Florida lawmakers looking for leniency in capital punishment cases

By: Mike Vasilinda | Capitol News Service
February 12, 2018

TALLAHASSEE, Fla. (CNS) -- Florida lawmakers usually criticize judges for being too lenient, but when it comes to hundreds of death cases, a legislative committee thinks the state's Supreme Court Justices are being too harsh.

Just over a year ago, the Florida Supreme Court ruled that about half of the people on death row were entitled to be re-sentenced, but the other half - sentenced before 2002 - were stuck with the sentence they received.

2002 is the cut off, because that's when the U.S. Supreme Court ruled juries must be unanimous in sentencing death.

"These legal distinctions are, while excepted and appropriate, are from a fundamental fairness perspective, spurious," said Mark Schlakman Human Rights Attorney.

In 2001, Jacksonville killer David Miller was sent to death row by a vote of 7 to 5. His case is one of 80 opinions released over the past few weeks, telling inmates convicted before that 2002 date that it doesn't matter if their sentence was less than unanimous.

"I think that date of 2002 is arbitrary," said Senator Ronald Bracy (D-Orlando). "And I don't think it's fair."

The court's majority, said in part, litigation must, at some point, come to an end.

Two of the seven justices think the cutoff date isn't fair, and have repeatedly said so in dissenting opinions.

Now, a State Senate Committee is telling the court the same thing.
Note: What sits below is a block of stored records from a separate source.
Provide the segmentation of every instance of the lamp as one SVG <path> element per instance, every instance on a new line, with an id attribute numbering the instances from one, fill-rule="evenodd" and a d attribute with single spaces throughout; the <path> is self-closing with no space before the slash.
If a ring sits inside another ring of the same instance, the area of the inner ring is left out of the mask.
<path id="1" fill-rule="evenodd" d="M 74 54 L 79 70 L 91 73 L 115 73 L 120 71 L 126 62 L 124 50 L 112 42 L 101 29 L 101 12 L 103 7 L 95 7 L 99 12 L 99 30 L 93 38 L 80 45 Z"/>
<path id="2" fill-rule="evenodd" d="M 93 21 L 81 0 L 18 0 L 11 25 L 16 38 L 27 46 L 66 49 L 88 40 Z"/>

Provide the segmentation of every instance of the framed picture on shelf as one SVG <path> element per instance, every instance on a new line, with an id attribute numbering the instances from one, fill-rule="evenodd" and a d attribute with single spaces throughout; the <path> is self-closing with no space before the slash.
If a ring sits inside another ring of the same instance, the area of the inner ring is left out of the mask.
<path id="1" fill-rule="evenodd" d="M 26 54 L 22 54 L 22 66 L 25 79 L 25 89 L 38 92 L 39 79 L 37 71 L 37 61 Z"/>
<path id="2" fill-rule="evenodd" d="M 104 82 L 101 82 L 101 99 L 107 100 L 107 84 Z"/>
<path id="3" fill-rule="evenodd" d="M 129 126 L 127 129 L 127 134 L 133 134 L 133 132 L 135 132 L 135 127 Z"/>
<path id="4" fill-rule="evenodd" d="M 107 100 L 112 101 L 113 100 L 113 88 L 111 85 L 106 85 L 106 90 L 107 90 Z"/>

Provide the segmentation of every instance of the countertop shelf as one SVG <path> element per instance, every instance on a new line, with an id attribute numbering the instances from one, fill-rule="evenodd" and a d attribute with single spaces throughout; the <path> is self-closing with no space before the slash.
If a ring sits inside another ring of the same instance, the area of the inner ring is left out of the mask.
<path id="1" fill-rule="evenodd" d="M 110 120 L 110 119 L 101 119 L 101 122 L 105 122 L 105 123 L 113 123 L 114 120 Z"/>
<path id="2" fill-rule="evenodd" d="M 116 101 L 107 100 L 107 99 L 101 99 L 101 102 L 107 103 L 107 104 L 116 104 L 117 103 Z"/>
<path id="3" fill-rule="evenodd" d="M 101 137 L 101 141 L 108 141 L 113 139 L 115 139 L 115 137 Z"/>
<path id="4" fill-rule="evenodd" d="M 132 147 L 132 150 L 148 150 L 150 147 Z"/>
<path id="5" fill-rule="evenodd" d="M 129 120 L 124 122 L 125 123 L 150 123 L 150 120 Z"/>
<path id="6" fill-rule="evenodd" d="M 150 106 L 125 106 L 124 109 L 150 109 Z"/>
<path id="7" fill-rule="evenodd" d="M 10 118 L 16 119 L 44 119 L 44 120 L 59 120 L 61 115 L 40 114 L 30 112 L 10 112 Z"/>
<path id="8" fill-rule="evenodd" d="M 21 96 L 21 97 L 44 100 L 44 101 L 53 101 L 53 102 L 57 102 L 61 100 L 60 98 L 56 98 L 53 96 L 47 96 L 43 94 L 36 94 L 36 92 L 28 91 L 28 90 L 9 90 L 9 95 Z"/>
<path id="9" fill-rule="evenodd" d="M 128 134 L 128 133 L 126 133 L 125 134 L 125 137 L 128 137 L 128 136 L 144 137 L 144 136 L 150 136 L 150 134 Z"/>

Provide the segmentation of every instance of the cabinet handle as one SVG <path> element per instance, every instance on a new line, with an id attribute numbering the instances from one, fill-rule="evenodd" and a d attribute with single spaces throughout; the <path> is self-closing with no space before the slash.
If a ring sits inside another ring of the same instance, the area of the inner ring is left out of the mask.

"A should equal A when it comes to justice," said Senator Jeff Brandes (R-St. Petersburg). "Setting an arbitrary date doesn’t equal justice. I think we need to go back in time and say all of these cases that are similarly situated should be treated the same.”

Even if the measure doesn't go anywhere else this year, the fact a legislative committee sought to intervene is a message to the courts that lawmakers are watching.

If the admonition passes the Senate, it will likely die in the house, which has always wanted a 10-2 jury verdict.

The fact a legislative committee sought to intervene is a message to the court that lawmakers are watching.